Il a d’ailleurs compris tout de suite que l’important pour retrouver « un ordre », « un fil… quelque chose où je me reconnaîtrais » (p.20), est le fait, au milieu d’images impossibles à nommer, de reconnaître « la voix », une voix à la fois précaire et rédemptrice. Ce constat donne lieu à une comparaison qui, comme d’autres versets très écrits, enchantent le texte : « les quelques bribes entendues sont comme un levain, le texte se gonfle, se dore, craque, je l’offre tout chaud à qui en veut » (p.29).
Avec le thème récurrent de la voix, intervient le rôle essentiel de l’écriture, et même s’il débouche sur un « manque », le rituel performatif qui apparaît comme une sorte de méthode Coué, « quoi que tu fasses, répètes, je suis vivant, vivant, vivant… » (p.74), se veut catharsis, « je dis sapins, tuiles, bouleaux, je dis horizon et montagne, je dis rideaux photos, ciseaux » (p.33). C’est « pour répondre » aux signes qui lui sont faits que le poète trace des mots (p.26). Grâce à l’écriture poétique – et il s’opère alors une résolution des contraires – l’être peut retrouver l’unité et, avec elle, les définitions qui sont autant de certitudes : « je dis que je suis une seule syllabe », « je suis la lisière, l’interstice, le fil de feu entre les pierres ». Celles-ci arrivent, à un certain moment, à l’emporter sur la douloureuse ignorance « même si je ne sais plus ce que je dis » (p.56) dans l’infini des choses à dire, même si le poème n’existe pas et que « seule existe la trace qu’il en reste » (p.60). Pour Jacques Ancet, nommer les choses c’est « peut-être un instant leur échapper » et « oublier leur présence » (p.49) mais c’est aussi avoir le plaisir de les écrire et pourquoi pas en mélangeant les registres : « allô, allô », « Petit Poucet perdu dans la forêt », « avec la radio non stop » (p.44 à 46).
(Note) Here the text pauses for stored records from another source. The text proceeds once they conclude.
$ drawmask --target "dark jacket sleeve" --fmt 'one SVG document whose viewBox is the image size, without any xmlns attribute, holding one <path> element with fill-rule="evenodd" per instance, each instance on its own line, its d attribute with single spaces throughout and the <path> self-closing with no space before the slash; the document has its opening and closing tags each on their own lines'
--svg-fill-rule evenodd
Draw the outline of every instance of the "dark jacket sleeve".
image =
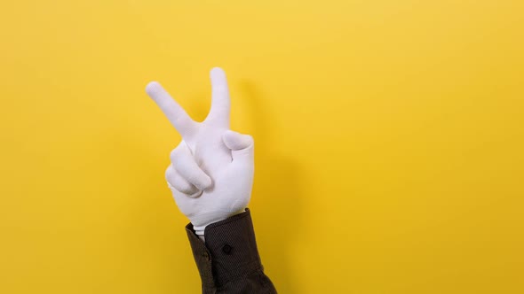
<svg viewBox="0 0 524 294">
<path fill-rule="evenodd" d="M 264 274 L 249 209 L 207 226 L 205 244 L 191 223 L 186 230 L 203 294 L 276 293 Z"/>
</svg>

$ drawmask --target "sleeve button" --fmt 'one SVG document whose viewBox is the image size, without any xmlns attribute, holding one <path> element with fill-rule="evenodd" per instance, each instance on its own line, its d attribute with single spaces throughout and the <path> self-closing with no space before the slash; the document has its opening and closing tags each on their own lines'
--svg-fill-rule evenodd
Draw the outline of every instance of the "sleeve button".
<svg viewBox="0 0 524 294">
<path fill-rule="evenodd" d="M 226 244 L 224 247 L 222 247 L 222 251 L 227 255 L 231 254 L 232 251 L 233 247 L 229 246 L 228 244 Z"/>
</svg>

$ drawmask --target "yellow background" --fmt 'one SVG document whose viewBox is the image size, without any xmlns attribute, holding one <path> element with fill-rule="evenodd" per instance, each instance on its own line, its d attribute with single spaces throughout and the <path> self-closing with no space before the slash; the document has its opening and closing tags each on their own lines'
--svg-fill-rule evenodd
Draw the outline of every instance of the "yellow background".
<svg viewBox="0 0 524 294">
<path fill-rule="evenodd" d="M 524 4 L 9 1 L 0 292 L 197 293 L 166 188 L 222 66 L 281 293 L 524 293 Z"/>
</svg>

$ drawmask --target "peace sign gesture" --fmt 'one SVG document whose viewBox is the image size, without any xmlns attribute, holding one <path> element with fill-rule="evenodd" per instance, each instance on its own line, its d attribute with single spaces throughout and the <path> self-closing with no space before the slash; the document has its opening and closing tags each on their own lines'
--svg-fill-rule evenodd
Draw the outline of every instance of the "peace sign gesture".
<svg viewBox="0 0 524 294">
<path fill-rule="evenodd" d="M 165 176 L 177 205 L 200 236 L 207 225 L 245 210 L 254 173 L 252 137 L 229 130 L 226 74 L 215 67 L 210 79 L 211 109 L 202 122 L 193 120 L 158 82 L 146 87 L 182 136 Z"/>
</svg>

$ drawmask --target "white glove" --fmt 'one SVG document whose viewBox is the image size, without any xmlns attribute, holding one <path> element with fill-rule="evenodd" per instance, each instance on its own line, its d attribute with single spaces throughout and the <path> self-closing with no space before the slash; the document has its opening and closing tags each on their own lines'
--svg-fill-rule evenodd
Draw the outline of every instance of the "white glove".
<svg viewBox="0 0 524 294">
<path fill-rule="evenodd" d="M 245 211 L 254 173 L 253 138 L 229 130 L 226 74 L 213 68 L 210 79 L 211 109 L 202 122 L 191 120 L 158 82 L 146 87 L 182 136 L 165 176 L 177 205 L 199 236 L 207 225 Z"/>
</svg>

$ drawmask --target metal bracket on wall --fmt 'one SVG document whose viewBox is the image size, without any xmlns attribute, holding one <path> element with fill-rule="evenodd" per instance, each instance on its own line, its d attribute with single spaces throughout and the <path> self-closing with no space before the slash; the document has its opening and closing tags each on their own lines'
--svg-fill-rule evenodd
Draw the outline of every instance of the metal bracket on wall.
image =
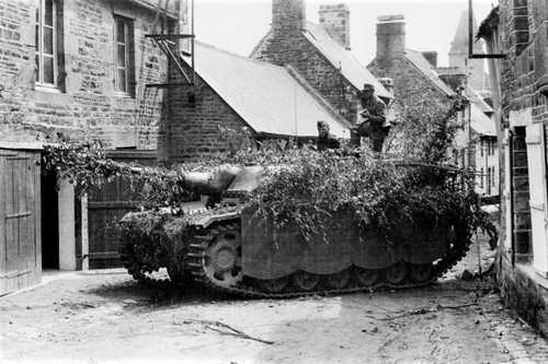
<svg viewBox="0 0 548 364">
<path fill-rule="evenodd" d="M 488 59 L 501 59 L 506 58 L 504 54 L 495 54 L 495 55 L 476 55 L 473 54 L 473 9 L 472 9 L 472 0 L 468 0 L 468 58 L 469 59 L 478 59 L 478 58 L 488 58 Z"/>
<path fill-rule="evenodd" d="M 194 84 L 194 75 L 189 75 L 185 71 L 181 57 L 179 57 L 176 50 L 176 44 L 179 39 L 192 39 L 194 42 L 193 34 L 147 34 L 146 38 L 155 40 L 158 47 L 168 56 L 171 62 L 175 64 L 176 70 L 184 78 L 186 83 L 148 83 L 147 87 L 168 87 L 175 85 L 192 85 Z M 194 64 L 191 66 L 192 72 L 194 73 Z"/>
</svg>

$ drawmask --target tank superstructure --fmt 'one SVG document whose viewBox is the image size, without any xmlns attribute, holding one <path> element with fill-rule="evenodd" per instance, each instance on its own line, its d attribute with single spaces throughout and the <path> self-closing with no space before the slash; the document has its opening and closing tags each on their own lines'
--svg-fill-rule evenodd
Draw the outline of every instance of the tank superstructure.
<svg viewBox="0 0 548 364">
<path fill-rule="evenodd" d="M 221 166 L 185 178 L 187 187 L 208 193 L 215 204 L 182 206 L 178 247 L 163 253 L 173 281 L 192 279 L 255 297 L 410 287 L 435 281 L 470 244 L 466 226 L 449 221 L 439 221 L 432 232 L 401 226 L 408 238 L 386 244 L 375 231 L 359 228 L 347 211 L 334 213 L 327 242 L 320 237 L 316 244 L 304 242 L 295 226 L 264 221 L 247 203 L 265 173 L 263 167 Z M 132 216 L 135 213 L 122 224 L 130 223 Z M 134 277 L 141 278 L 144 259 L 138 249 L 127 248 L 130 238 L 124 236 L 124 260 Z"/>
</svg>

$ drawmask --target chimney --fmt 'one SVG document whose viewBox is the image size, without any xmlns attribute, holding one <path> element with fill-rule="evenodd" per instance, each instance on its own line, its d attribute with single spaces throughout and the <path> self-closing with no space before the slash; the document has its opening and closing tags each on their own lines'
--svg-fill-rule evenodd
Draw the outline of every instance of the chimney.
<svg viewBox="0 0 548 364">
<path fill-rule="evenodd" d="M 300 33 L 305 28 L 305 0 L 272 0 L 272 30 L 274 33 Z"/>
<path fill-rule="evenodd" d="M 343 3 L 320 5 L 320 24 L 341 46 L 350 50 L 350 10 Z"/>
<path fill-rule="evenodd" d="M 403 15 L 377 17 L 377 59 L 402 58 L 406 51 L 406 21 Z"/>
<path fill-rule="evenodd" d="M 422 55 L 426 60 L 432 64 L 432 67 L 437 67 L 437 51 L 435 50 L 427 50 L 423 51 Z"/>
<path fill-rule="evenodd" d="M 380 78 L 378 81 L 393 96 L 393 80 L 390 78 Z"/>
</svg>

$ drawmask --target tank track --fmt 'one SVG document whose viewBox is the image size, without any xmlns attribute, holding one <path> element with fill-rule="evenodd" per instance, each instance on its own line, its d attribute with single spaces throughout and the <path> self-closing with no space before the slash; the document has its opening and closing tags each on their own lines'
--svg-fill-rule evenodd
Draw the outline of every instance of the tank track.
<svg viewBox="0 0 548 364">
<path fill-rule="evenodd" d="M 408 277 L 400 284 L 392 284 L 387 281 L 379 281 L 373 285 L 364 286 L 357 285 L 354 283 L 354 279 L 352 277 L 350 284 L 346 287 L 342 289 L 328 289 L 323 286 L 323 284 L 318 285 L 317 290 L 312 291 L 287 291 L 281 293 L 271 293 L 265 292 L 259 285 L 258 280 L 247 278 L 239 280 L 236 285 L 220 285 L 217 282 L 209 279 L 205 268 L 205 257 L 206 249 L 210 243 L 217 236 L 220 236 L 226 231 L 233 231 L 240 228 L 240 220 L 231 220 L 222 223 L 217 223 L 210 225 L 194 235 L 194 240 L 191 242 L 189 246 L 187 254 L 187 267 L 190 268 L 190 273 L 194 281 L 198 284 L 209 287 L 214 291 L 228 293 L 231 295 L 243 296 L 248 298 L 295 298 L 301 296 L 310 296 L 310 295 L 338 295 L 344 293 L 355 293 L 355 292 L 373 292 L 375 290 L 391 290 L 391 289 L 412 289 L 432 284 L 443 274 L 445 274 L 450 268 L 453 268 L 460 259 L 463 259 L 468 251 L 471 239 L 466 238 L 466 242 L 458 242 L 449 248 L 446 256 L 433 265 L 433 272 L 431 278 L 424 282 L 415 283 L 412 282 Z M 460 243 L 460 244 L 459 244 Z M 381 279 L 384 274 L 380 275 Z M 290 286 L 290 285 L 289 285 Z"/>
</svg>

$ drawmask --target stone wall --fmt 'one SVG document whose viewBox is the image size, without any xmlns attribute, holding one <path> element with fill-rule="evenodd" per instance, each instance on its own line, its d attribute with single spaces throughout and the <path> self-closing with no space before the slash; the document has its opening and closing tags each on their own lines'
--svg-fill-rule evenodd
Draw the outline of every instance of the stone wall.
<svg viewBox="0 0 548 364">
<path fill-rule="evenodd" d="M 328 31 L 329 35 L 342 47 L 350 50 L 350 10 L 349 7 L 339 3 L 336 5 L 320 5 L 320 24 Z"/>
<path fill-rule="evenodd" d="M 500 60 L 501 104 L 504 127 L 513 133 L 513 154 L 510 155 L 512 169 L 510 180 L 502 179 L 503 189 L 511 184 L 512 211 L 502 204 L 500 228 L 500 249 L 498 281 L 504 303 L 539 331 L 548 336 L 548 282 L 543 279 L 530 263 L 535 259 L 533 247 L 541 247 L 546 242 L 532 242 L 529 177 L 526 152 L 526 129 L 535 124 L 543 124 L 545 140 L 548 136 L 547 95 L 543 94 L 539 73 L 546 72 L 548 62 L 546 51 L 548 5 L 536 0 L 500 0 L 499 32 L 500 52 L 506 58 Z M 516 115 L 526 115 L 523 120 Z M 504 153 L 504 149 L 501 149 Z M 548 155 L 548 150 L 546 155 Z M 545 158 L 546 158 L 545 155 Z M 502 157 L 507 157 L 502 155 Z M 547 161 L 545 160 L 545 163 Z M 504 164 L 501 164 L 504 167 Z M 548 163 L 547 163 L 548 167 Z M 502 171 L 501 176 L 507 174 Z M 544 181 L 546 184 L 546 179 Z M 545 186 L 546 188 L 546 186 Z M 536 191 L 536 190 L 535 190 Z M 546 192 L 545 192 L 546 193 Z M 544 209 L 547 209 L 544 206 Z M 514 230 L 507 228 L 507 223 Z M 541 228 L 543 226 L 540 226 Z M 512 244 L 513 239 L 513 244 Z M 514 248 L 514 250 L 512 249 Z M 513 253 L 515 256 L 513 256 Z M 516 265 L 513 265 L 515 258 Z M 520 263 L 520 261 L 525 261 Z"/>
<path fill-rule="evenodd" d="M 496 257 L 496 281 L 502 301 L 548 337 L 547 280 L 536 275 L 530 265 L 512 266 L 501 248 Z"/>
<path fill-rule="evenodd" d="M 404 58 L 379 60 L 375 58 L 367 69 L 376 78 L 393 80 L 395 108 L 401 114 L 406 105 L 425 103 L 425 107 L 450 105 L 448 96 L 416 67 Z"/>
<path fill-rule="evenodd" d="M 156 149 L 167 58 L 145 34 L 156 13 L 135 1 L 64 0 L 59 87 L 35 84 L 34 0 L 0 0 L 0 140 L 99 138 L 107 148 Z M 135 96 L 114 92 L 114 14 L 133 20 Z"/>
<path fill-rule="evenodd" d="M 191 68 L 185 66 L 187 74 Z M 172 82 L 183 82 L 171 72 Z M 162 118 L 158 155 L 163 164 L 194 162 L 230 149 L 233 142 L 220 128 L 241 131 L 243 119 L 197 74 L 195 85 L 170 87 Z M 251 131 L 251 130 L 250 130 Z"/>
<path fill-rule="evenodd" d="M 251 57 L 292 66 L 349 122 L 356 122 L 356 87 L 302 34 L 271 32 Z"/>
</svg>

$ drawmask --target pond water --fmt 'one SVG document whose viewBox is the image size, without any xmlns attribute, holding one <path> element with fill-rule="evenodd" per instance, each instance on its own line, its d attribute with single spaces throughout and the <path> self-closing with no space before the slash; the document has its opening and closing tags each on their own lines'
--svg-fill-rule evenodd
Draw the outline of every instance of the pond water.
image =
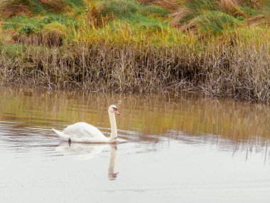
<svg viewBox="0 0 270 203">
<path fill-rule="evenodd" d="M 61 142 L 85 121 L 126 142 Z M 269 202 L 270 108 L 192 95 L 0 90 L 0 202 Z"/>
</svg>

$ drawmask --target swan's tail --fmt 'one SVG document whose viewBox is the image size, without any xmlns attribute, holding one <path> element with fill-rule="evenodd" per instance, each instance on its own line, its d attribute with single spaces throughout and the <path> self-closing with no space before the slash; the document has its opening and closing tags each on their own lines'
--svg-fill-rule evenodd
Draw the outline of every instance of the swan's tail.
<svg viewBox="0 0 270 203">
<path fill-rule="evenodd" d="M 63 141 L 68 141 L 68 140 L 70 138 L 70 136 L 68 136 L 67 135 L 65 135 L 63 132 L 56 130 L 55 129 L 52 128 L 53 130 L 58 135 L 60 139 L 61 139 Z"/>
</svg>

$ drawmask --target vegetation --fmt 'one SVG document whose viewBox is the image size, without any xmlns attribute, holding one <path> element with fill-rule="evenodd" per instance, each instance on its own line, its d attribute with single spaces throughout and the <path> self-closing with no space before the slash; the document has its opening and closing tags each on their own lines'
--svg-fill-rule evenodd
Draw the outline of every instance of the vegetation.
<svg viewBox="0 0 270 203">
<path fill-rule="evenodd" d="M 0 85 L 270 101 L 267 0 L 4 0 Z"/>
</svg>

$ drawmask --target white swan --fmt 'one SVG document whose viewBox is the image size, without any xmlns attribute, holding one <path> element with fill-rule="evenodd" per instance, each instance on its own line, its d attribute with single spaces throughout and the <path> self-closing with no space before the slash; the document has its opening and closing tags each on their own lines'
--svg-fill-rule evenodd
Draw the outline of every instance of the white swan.
<svg viewBox="0 0 270 203">
<path fill-rule="evenodd" d="M 117 115 L 120 113 L 115 105 L 109 107 L 108 113 L 111 124 L 111 136 L 109 137 L 104 136 L 97 127 L 83 122 L 68 125 L 62 132 L 53 128 L 53 130 L 63 141 L 91 143 L 116 142 L 117 141 L 117 128 L 115 113 Z"/>
</svg>

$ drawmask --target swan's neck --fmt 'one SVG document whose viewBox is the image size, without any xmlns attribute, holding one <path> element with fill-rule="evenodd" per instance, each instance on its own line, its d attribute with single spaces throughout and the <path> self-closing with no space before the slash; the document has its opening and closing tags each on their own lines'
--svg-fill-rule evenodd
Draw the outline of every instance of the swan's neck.
<svg viewBox="0 0 270 203">
<path fill-rule="evenodd" d="M 115 157 L 117 155 L 117 150 L 115 147 L 111 147 L 111 159 L 109 160 L 109 166 L 108 170 L 108 177 L 110 179 L 114 179 L 116 177 L 114 175 L 114 165 L 115 165 Z"/>
<path fill-rule="evenodd" d="M 109 112 L 109 123 L 111 124 L 111 136 L 109 138 L 114 139 L 117 137 L 117 122 L 115 120 L 114 113 Z"/>
</svg>

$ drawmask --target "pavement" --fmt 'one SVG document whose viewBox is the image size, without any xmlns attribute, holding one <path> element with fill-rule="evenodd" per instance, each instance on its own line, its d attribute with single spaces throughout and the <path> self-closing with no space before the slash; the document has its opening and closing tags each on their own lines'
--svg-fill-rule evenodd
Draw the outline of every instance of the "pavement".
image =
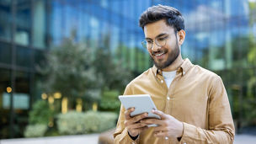
<svg viewBox="0 0 256 144">
<path fill-rule="evenodd" d="M 98 144 L 99 134 L 0 140 L 0 144 Z M 256 136 L 236 135 L 234 144 L 256 143 Z"/>
</svg>

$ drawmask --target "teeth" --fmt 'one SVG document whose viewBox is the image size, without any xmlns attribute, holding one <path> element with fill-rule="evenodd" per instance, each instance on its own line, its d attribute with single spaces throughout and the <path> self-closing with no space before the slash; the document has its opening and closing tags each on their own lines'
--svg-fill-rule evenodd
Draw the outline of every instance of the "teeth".
<svg viewBox="0 0 256 144">
<path fill-rule="evenodd" d="M 163 55 L 164 54 L 164 52 L 163 52 L 163 53 L 161 53 L 161 54 L 157 54 L 156 56 L 162 56 L 162 55 Z"/>
</svg>

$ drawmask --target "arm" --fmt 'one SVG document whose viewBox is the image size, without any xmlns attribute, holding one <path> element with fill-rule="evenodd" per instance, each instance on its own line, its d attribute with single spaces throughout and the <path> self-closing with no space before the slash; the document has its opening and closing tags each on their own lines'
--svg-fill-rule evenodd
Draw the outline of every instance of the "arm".
<svg viewBox="0 0 256 144">
<path fill-rule="evenodd" d="M 129 88 L 125 88 L 125 95 L 129 95 Z M 134 108 L 125 109 L 121 105 L 116 130 L 114 133 L 115 143 L 137 143 L 139 134 L 148 127 L 146 124 L 138 123 L 147 116 L 147 113 L 131 117 Z"/>
<path fill-rule="evenodd" d="M 215 78 L 210 90 L 209 127 L 203 130 L 184 123 L 181 141 L 187 143 L 232 143 L 235 130 L 224 84 L 220 77 Z"/>
<path fill-rule="evenodd" d="M 157 124 L 154 129 L 157 137 L 180 137 L 181 143 L 232 143 L 234 125 L 227 95 L 221 79 L 218 77 L 212 83 L 209 93 L 208 129 L 204 130 L 193 125 L 180 122 L 174 117 L 159 110 L 153 113 L 161 120 L 142 120 L 147 125 Z"/>
</svg>

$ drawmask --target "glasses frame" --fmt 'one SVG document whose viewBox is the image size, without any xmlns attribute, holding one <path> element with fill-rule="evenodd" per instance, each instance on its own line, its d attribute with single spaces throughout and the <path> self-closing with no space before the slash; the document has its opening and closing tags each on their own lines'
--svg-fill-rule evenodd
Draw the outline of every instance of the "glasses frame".
<svg viewBox="0 0 256 144">
<path fill-rule="evenodd" d="M 142 46 L 143 46 L 144 48 L 146 48 L 146 49 L 152 49 L 152 48 L 153 47 L 154 43 L 155 43 L 157 46 L 159 46 L 159 47 L 163 47 L 163 46 L 165 46 L 166 41 L 168 40 L 168 37 L 169 37 L 169 35 L 167 35 L 167 36 L 165 36 L 165 37 L 156 37 L 156 38 L 155 38 L 155 40 L 152 40 L 152 44 L 151 44 L 150 48 L 147 47 L 147 43 L 148 43 L 148 42 L 147 42 L 146 40 L 141 41 L 141 45 L 142 45 Z M 164 40 L 163 40 L 163 41 L 164 42 L 164 44 L 160 45 L 160 44 L 159 44 L 159 39 L 164 39 Z M 160 42 L 160 43 L 161 43 L 161 42 Z"/>
</svg>

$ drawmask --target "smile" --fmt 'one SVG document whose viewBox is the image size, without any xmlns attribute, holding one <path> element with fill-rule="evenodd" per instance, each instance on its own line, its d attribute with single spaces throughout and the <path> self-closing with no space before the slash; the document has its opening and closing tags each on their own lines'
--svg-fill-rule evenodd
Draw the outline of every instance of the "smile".
<svg viewBox="0 0 256 144">
<path fill-rule="evenodd" d="M 163 55 L 163 54 L 164 54 L 164 52 L 162 52 L 162 53 L 160 53 L 160 54 L 156 54 L 155 56 L 162 56 L 162 55 Z"/>
</svg>

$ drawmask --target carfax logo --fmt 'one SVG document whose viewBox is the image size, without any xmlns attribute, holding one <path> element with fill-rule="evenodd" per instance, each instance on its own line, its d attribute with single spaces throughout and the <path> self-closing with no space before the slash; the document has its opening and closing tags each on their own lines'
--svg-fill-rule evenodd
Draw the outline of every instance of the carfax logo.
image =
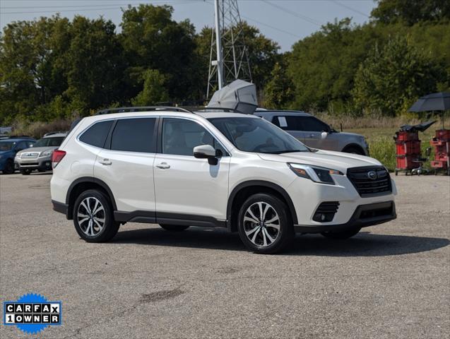
<svg viewBox="0 0 450 339">
<path fill-rule="evenodd" d="M 49 302 L 40 295 L 24 295 L 16 302 L 4 302 L 3 323 L 35 334 L 49 325 L 61 325 L 61 302 Z"/>
</svg>

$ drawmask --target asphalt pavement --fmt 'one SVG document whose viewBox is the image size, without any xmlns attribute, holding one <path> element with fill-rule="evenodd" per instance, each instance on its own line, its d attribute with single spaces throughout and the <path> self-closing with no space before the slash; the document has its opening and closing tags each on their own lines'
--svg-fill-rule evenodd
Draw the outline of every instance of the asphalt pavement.
<svg viewBox="0 0 450 339">
<path fill-rule="evenodd" d="M 62 325 L 38 338 L 450 337 L 448 177 L 399 174 L 396 220 L 345 241 L 297 235 L 272 256 L 201 227 L 129 223 L 86 243 L 52 211 L 50 178 L 0 175 L 1 301 L 62 302 Z"/>
</svg>

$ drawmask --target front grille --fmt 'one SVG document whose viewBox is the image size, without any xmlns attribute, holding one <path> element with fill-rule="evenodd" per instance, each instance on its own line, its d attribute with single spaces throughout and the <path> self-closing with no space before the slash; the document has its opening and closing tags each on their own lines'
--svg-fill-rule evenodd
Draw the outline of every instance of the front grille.
<svg viewBox="0 0 450 339">
<path fill-rule="evenodd" d="M 20 154 L 20 159 L 37 159 L 39 156 L 39 153 L 33 152 L 33 153 L 25 153 Z"/>
<path fill-rule="evenodd" d="M 389 194 L 392 191 L 389 172 L 381 166 L 349 168 L 347 177 L 362 197 Z"/>
<path fill-rule="evenodd" d="M 333 220 L 334 215 L 339 208 L 338 201 L 326 201 L 321 203 L 316 213 L 312 217 L 312 220 L 319 222 L 328 222 Z"/>
</svg>

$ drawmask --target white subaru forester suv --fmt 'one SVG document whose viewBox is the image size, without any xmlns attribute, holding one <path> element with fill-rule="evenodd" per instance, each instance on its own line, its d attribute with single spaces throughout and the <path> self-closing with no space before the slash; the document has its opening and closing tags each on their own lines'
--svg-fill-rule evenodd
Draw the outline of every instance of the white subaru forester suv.
<svg viewBox="0 0 450 339">
<path fill-rule="evenodd" d="M 126 110 L 83 119 L 53 153 L 53 208 L 87 242 L 127 222 L 218 227 L 271 254 L 295 232 L 347 239 L 396 218 L 395 184 L 375 159 L 311 149 L 226 109 Z"/>
</svg>

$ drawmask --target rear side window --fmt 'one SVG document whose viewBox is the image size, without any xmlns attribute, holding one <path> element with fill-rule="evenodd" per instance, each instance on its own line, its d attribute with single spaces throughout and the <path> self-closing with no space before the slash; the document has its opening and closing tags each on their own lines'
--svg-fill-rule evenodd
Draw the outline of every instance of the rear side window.
<svg viewBox="0 0 450 339">
<path fill-rule="evenodd" d="M 80 136 L 80 141 L 86 143 L 93 146 L 102 148 L 105 141 L 108 136 L 109 129 L 112 125 L 112 120 L 107 121 L 100 121 L 94 124 L 85 132 Z"/>
<path fill-rule="evenodd" d="M 272 121 L 276 126 L 285 131 L 302 131 L 302 117 L 278 116 Z"/>
<path fill-rule="evenodd" d="M 312 117 L 304 117 L 302 120 L 302 124 L 303 131 L 322 132 L 329 130 L 329 127 L 326 124 Z"/>
<path fill-rule="evenodd" d="M 121 119 L 112 132 L 111 149 L 154 153 L 155 118 Z"/>
</svg>

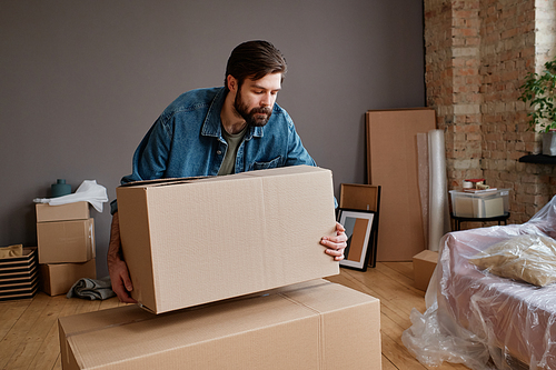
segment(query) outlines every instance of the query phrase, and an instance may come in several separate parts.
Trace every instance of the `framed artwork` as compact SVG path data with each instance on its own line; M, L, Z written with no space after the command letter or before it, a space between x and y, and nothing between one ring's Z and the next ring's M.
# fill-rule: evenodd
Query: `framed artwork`
M338 222L346 228L348 237L341 267L366 271L374 250L375 212L340 209Z

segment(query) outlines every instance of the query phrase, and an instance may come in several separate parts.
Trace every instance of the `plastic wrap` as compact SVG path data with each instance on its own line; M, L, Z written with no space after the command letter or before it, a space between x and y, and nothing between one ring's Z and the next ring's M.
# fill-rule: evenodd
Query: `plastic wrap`
M556 236L556 197L524 224L449 232L426 292L401 337L426 366L556 370L556 284L503 278L469 262L519 236ZM547 270L548 273L550 272Z

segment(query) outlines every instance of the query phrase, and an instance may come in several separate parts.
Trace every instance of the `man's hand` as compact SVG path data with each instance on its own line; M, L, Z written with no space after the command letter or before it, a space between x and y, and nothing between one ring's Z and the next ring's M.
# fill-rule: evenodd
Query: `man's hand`
M110 229L110 246L108 248L108 273L110 273L110 281L112 290L123 303L137 303L131 298L130 291L133 290L133 284L129 278L128 266L121 258L120 244L120 222L118 212L112 216L112 227Z
M334 257L335 261L344 259L344 249L347 247L346 229L336 222L336 237L322 237L320 243L326 247L325 253Z

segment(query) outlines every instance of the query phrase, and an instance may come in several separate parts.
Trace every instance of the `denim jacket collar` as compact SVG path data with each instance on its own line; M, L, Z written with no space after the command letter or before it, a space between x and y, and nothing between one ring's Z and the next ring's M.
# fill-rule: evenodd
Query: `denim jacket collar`
M222 110L226 94L226 88L221 88L211 101L207 117L202 123L201 134L224 140L220 111ZM252 137L262 138L262 132L264 130L261 127L250 127L245 134L245 140L251 140Z

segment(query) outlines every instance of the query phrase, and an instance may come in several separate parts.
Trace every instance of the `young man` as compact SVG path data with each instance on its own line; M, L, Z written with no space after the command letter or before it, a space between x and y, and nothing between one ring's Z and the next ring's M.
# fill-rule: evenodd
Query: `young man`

Mais la solution principale reste, dans un souci constant du rythme, un parti pris de musique avec le choix des versets. Bien qu’elle mime la marche implacable du destin, cette forme poétique est, avec son chant incantatoire, accentuée par des anaphores et des répétitions multiples, un chemin (odos) de paix et certitude. Car si l’écriture semble suivre, comme en temps réel, les causes de la souffrance, elle suit également celles de la joie que provoque la beauté des choses en prenant par sa forme circulaire la voie (x) du recommencement qui, à la fois, est le poids du destin et sa solution. Force est cependant de constater que les versets ne sont pas ici prononcés en un seul souffle, comme souvent dans la poésie contemporaine, mais sont ponctués de virgules. Chercher son rythme, le poète le dit lui-même, c’est chercher un équilibre : « où vais-je dans cette prose cadencée qui chante un peu mais pas trop » (p.77) et la poésie est bien l’ultime repère : « le vent soulève la page, apporte une ou deux images, les disperse, mais je reviens » (p.77).
Et il est revenu, à la fin encore, pour « être là comme jamais » même si, quand la tentation du narratif représentait un espoir, son récit était sans cesse avorté et réitéré. Ce poète-phénix, jusqu’à la conclusion de son opus, évoque son sentiment douloureux face à une pensée qui lui « arrache la langue » (p.89) et une parole qui, par un mobilisme constant, provoque l’attirance des contraires et leur résolution (p.90) : « elle met le matin dans le soir, le chaud dans le froid, dans la douceur la douleur ». Cette sorte de plainte nous rappelle celle lointaine de Louise Labé :
« Je vis, je meurs ; je me brûle et me noie ;
J’ai chaud extrême en endurant froidure ».
Aussi, même si son style est discret et son expression distanciée, c’est bien dans la tradition des poètes lyriques que se situe Jacques Ancet, et qu’il parle de la condition humaine avec cette si grande empathie.